When recovery requires human intervention, it is important to follow key steps, like involving local communities, selecting native seedlings and establishing a functioning nursery. To learn more, see UNEP’s Guidelines on Mangrove Ecosystem Restoration, which elaborate each step of the process.

5. Be an advocate and an activist.

Whoever you are, wherever you are, you can begin to take action today. Discuss the importance of mangroves with your friends, family, colleagues and networks. Share information, images and ideas that inspire you.

If you’re not sure where to start, find inspiration in what others are doing. In Kenya and Madagascar, communities have recognized the contribution of mangroves to their own livelihoods and are actively participating in carbon monitoring, reforestation and education to prevent exploitation and ensure the livelihoods of future generations.

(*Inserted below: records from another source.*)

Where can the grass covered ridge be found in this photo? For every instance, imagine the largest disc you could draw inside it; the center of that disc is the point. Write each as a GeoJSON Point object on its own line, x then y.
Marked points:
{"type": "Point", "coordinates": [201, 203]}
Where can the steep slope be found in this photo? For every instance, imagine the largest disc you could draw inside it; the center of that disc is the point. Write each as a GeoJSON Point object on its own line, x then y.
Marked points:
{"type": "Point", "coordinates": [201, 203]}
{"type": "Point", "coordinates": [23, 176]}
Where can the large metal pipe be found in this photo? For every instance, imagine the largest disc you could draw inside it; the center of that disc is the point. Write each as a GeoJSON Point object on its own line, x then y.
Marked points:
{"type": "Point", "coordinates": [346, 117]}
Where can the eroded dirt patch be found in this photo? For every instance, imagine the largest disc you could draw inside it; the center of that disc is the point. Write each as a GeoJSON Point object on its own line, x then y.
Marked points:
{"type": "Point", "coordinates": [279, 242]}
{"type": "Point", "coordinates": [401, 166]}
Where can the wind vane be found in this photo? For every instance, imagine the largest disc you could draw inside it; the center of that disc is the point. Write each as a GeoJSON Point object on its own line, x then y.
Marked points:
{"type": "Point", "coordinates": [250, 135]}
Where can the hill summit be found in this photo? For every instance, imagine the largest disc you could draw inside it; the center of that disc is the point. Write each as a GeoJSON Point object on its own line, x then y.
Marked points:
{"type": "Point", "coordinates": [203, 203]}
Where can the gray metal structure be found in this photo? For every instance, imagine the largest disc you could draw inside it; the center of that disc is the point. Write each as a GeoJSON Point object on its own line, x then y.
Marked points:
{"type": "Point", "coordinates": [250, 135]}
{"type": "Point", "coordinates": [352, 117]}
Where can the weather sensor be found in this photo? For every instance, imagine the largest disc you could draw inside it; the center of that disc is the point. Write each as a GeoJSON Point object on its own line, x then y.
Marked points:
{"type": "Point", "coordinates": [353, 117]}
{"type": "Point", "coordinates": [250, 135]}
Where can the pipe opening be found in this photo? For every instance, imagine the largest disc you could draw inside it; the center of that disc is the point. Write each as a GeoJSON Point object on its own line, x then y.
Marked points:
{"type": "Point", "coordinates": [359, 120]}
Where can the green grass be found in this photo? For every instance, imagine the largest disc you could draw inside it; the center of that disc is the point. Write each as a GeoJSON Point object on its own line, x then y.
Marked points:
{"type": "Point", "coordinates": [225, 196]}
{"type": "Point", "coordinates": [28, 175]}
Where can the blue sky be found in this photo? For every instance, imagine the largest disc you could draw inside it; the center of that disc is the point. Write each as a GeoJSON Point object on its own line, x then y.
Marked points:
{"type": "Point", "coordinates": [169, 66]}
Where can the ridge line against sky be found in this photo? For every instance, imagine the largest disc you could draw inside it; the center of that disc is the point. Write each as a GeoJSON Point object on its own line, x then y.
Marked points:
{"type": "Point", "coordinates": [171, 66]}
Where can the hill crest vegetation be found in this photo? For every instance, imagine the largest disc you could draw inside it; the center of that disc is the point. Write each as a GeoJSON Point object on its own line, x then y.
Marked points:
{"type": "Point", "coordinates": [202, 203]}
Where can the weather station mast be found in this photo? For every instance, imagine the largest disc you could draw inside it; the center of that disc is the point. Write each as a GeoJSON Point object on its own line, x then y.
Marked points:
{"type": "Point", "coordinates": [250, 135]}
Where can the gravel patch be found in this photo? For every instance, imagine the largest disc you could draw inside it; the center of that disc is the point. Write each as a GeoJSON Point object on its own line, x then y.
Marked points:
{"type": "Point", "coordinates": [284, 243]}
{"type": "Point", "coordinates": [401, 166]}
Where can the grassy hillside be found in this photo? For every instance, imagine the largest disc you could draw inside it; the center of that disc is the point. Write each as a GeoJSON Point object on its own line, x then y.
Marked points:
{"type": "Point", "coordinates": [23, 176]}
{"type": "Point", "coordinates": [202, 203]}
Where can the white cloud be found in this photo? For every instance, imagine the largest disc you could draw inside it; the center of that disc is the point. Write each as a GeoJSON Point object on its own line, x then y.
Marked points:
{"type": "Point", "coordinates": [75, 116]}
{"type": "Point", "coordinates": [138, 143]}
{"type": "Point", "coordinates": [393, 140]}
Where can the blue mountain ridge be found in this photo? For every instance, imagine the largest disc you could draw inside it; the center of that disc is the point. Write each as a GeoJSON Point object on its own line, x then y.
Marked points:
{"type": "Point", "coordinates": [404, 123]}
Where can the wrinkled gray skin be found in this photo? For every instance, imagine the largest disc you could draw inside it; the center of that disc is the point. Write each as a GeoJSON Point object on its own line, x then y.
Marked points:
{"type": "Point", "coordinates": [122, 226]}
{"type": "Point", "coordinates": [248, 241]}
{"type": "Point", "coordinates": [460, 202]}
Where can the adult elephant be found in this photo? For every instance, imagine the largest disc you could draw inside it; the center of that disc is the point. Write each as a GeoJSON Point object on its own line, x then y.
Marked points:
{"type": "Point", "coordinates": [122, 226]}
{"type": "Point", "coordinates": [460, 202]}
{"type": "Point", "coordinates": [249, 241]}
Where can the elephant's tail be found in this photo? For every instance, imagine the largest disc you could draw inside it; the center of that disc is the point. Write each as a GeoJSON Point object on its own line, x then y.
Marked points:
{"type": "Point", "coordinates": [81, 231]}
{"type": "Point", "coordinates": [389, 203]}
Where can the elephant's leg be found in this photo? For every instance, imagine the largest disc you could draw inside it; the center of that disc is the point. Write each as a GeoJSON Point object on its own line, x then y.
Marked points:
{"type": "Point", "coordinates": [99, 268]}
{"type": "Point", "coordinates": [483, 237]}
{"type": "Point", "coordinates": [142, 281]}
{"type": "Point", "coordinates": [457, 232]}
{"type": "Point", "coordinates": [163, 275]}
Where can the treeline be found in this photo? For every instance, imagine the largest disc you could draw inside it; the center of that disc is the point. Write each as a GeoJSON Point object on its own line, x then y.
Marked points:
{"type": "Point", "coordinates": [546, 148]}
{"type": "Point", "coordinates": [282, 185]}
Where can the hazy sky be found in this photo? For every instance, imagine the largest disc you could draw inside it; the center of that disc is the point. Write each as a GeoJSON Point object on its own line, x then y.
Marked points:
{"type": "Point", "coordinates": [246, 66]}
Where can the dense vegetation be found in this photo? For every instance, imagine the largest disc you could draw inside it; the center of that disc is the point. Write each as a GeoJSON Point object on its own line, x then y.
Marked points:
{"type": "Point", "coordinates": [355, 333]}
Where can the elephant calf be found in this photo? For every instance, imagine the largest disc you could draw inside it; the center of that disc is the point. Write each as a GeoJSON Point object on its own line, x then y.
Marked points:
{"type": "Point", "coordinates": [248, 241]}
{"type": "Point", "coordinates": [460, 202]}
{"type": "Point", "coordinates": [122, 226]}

To get ideas about actions that could be right for you, play this game; and go to the UN Decade for Ecosystem Restoration Implementers Hub to find out how others are taking the lead in this work.

6. Make some noise.

Despite the scale of the challenge, there are solutions; and some governments are already taking action. Cuba, Haiti, Puerto Rico and the Dominican Republic have prioritized mangrove restoration through the Caribbean Biological Corridor initiative; and in Cuba, mangrove forests still cover 70 per cent of the coastline. Pakistan has committed to planting 10 billion trees by 2023 in an initiative led by Prime Minister Imran Khan and supported by UNEP, and millions – if not billions – of these trees will be mangroves. Restoration pledges from other countries can be found here.